Normal intravenous immunoglobulin (IVIg) preparations are known to neutralize a wide array of pathogens plus their virulence factors and in addition possess broad anti-inflammatory and immunomodulating activities. However, these preparations have not been really successful in their present form in preventing sepsis-related death. The recent report by the International Neonatal Immunotherapy Study Collaborative Group is the account of the last in a series of clinical trials that have failed to show an effect of IVIg administration on sepsis outcome [1]. Each batch of IVIgs is produced by fractionation of a plasma pool obtained from at least 10,000 healthy donors. All these studies have used different immunoglobulin preparations assuming that their properties are identical as the IgG repertoire in them is representative for a large population of healthy plasma donors.

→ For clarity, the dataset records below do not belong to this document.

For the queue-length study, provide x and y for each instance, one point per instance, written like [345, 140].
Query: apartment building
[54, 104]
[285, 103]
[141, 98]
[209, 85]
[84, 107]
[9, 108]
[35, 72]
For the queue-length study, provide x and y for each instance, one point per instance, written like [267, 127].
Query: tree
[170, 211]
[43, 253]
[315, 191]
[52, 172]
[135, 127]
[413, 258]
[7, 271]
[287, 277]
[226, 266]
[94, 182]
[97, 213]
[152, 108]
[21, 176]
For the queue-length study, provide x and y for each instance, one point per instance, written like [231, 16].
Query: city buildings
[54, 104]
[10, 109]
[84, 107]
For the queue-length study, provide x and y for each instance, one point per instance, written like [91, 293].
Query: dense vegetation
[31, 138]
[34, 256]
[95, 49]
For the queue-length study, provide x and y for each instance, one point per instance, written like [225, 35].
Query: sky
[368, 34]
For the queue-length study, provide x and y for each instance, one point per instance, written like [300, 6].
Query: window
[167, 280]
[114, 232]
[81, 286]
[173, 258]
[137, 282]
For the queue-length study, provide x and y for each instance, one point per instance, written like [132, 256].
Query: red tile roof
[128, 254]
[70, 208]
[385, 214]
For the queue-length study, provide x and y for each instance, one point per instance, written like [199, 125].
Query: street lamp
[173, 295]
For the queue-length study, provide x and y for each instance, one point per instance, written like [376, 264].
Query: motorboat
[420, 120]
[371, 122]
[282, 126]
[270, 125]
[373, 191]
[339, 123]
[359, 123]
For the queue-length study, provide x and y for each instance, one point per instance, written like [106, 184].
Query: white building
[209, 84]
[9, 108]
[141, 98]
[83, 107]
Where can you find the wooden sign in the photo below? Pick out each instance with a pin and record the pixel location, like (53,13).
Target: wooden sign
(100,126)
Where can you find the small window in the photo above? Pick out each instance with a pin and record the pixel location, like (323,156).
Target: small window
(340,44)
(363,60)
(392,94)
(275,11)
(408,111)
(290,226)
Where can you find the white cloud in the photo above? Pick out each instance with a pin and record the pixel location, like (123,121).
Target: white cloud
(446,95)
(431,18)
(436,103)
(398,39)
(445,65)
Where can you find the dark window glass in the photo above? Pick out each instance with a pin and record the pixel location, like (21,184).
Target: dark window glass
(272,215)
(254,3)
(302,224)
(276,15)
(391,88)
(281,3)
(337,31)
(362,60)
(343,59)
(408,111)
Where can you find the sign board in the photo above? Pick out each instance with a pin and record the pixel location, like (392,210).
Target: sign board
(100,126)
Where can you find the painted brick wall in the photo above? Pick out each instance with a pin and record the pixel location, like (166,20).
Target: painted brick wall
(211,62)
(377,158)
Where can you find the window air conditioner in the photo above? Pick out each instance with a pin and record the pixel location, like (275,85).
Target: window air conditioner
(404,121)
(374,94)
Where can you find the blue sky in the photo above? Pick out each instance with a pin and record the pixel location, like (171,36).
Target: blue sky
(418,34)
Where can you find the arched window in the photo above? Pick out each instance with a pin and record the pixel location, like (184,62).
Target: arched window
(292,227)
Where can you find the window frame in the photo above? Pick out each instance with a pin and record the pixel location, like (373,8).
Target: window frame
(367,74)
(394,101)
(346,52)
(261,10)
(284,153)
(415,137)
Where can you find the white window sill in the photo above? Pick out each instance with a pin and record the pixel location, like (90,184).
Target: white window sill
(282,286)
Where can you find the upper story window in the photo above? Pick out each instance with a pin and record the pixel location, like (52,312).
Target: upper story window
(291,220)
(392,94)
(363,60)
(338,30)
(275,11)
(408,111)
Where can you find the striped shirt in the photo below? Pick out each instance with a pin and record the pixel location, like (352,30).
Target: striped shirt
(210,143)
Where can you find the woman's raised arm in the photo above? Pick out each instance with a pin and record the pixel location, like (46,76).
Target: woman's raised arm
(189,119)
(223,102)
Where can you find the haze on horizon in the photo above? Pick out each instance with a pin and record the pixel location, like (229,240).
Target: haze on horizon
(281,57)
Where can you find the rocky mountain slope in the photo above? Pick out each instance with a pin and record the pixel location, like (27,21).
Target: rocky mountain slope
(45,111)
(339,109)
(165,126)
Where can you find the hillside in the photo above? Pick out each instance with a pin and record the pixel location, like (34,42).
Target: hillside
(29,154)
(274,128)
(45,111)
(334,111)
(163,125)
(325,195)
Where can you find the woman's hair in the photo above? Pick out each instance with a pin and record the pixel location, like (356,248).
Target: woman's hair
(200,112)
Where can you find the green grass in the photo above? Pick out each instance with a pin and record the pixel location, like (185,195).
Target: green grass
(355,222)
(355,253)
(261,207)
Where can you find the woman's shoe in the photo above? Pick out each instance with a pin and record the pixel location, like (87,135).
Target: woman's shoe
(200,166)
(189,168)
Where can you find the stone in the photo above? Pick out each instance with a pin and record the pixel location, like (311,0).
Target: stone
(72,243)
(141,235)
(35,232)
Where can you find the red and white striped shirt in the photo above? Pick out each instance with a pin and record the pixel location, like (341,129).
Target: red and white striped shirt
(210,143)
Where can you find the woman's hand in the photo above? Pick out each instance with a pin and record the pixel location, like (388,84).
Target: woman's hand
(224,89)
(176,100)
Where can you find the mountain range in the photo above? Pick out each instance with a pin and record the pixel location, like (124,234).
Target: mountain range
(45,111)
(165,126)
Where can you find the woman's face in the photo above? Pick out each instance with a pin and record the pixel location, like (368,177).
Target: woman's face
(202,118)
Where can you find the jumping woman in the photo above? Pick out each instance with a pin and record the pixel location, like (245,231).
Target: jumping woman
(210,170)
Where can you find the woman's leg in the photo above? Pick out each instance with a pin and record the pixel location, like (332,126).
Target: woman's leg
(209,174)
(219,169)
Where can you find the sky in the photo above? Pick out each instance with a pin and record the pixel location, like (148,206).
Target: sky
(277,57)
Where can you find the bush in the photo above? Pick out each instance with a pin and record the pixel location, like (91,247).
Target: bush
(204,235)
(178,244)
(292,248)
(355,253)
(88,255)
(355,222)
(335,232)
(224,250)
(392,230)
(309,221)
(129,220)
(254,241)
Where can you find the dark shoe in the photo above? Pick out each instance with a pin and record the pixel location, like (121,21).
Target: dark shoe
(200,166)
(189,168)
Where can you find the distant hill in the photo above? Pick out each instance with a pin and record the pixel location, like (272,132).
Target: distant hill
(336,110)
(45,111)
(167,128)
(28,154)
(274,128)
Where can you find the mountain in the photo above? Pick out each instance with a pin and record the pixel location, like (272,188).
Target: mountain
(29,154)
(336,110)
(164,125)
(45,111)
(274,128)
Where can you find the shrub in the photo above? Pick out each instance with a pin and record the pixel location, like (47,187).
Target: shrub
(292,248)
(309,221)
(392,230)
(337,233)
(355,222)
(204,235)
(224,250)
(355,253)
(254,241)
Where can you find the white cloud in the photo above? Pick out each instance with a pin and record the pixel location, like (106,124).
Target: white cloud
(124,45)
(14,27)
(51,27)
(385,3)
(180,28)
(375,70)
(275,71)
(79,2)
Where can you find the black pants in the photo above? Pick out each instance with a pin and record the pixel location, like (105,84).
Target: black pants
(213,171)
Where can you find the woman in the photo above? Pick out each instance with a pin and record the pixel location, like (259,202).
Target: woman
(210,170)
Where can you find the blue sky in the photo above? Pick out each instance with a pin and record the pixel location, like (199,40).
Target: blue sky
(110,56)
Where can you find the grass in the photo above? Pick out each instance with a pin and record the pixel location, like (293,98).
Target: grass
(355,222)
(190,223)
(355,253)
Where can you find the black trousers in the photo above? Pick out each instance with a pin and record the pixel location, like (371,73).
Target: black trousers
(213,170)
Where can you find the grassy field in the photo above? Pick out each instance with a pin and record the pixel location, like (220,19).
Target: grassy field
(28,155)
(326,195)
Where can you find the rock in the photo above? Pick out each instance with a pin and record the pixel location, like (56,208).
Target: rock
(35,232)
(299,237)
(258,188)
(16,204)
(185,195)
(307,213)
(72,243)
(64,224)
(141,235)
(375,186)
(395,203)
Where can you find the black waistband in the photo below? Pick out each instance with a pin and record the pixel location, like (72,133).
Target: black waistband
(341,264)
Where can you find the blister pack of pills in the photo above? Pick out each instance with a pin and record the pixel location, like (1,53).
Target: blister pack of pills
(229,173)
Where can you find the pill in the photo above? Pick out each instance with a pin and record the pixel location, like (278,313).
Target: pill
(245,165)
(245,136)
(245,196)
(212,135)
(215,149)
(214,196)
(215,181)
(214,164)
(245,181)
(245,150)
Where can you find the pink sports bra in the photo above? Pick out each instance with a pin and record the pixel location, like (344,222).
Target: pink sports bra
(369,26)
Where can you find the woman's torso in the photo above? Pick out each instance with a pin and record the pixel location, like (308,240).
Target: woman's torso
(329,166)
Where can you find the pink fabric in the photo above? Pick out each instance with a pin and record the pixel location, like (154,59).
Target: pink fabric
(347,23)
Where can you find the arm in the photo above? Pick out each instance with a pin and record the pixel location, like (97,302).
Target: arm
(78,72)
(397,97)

Licensed IVIg preparations are, however, not equal. One should keep in mind that their antigen-binding behavior and biological properties depend on the fractionation technology used to manufacture them. Therapeutic immunoglobulins are very polyspecific. Our previous studies have shown that the preparations produced using a protein fractionation step at low pH have an additionally enhanced polyspecificity. They possess higher functional antigen-binding affinity and bind to an increased spectrum of bacterial antigens. Interestingly, the exposure to low pH also results in acquiring the ability to interact with a pro-inflammatory cytokine (IFNγ) and to inhibit strongly phytohemagglutinin-induced human T-cell proliferation. While the passive immunotherapy of mice with bacterial lipopolysaccharide-induced systemic inflammation and shock with a single dose of the native IVIg (not exposed to pH 4.0 buffer) had no effect on mortality, the same preparation subjected previously to low pH conditions significantly increased their survival [2, 3].

Some experimental IVIg preparations possess an even stronger polyspecificity. A recent study has shown that a single dose of Fe(II)-exposure-modified IVIg prevented the death of mice with experimental septic shock, induced by the injection of bacterial lipopolysaccharide or of live Escherichia coli, while the native preparation failed to do so [4, 5]. Antibodies of the IgM isotype are inherently polyspecific and thus IgM-enriched immunoglobulins should also have a strong therapeutic potential. In addition to sepsis, the passive immunotherapy with modified intravenous immunoglobulins could also be beneficial in other variants of the severe inflammatory response syndrome (post-traumatic, after severe burns, in avian flu, and so on). While the IgM-enriched and the ferrous ion exposure-modified IVIg are experimental drugs, several acid pH-modified IVIg preparations are already licensed, commercially available and should be considered as an adjunctive treatment in sepsis patients.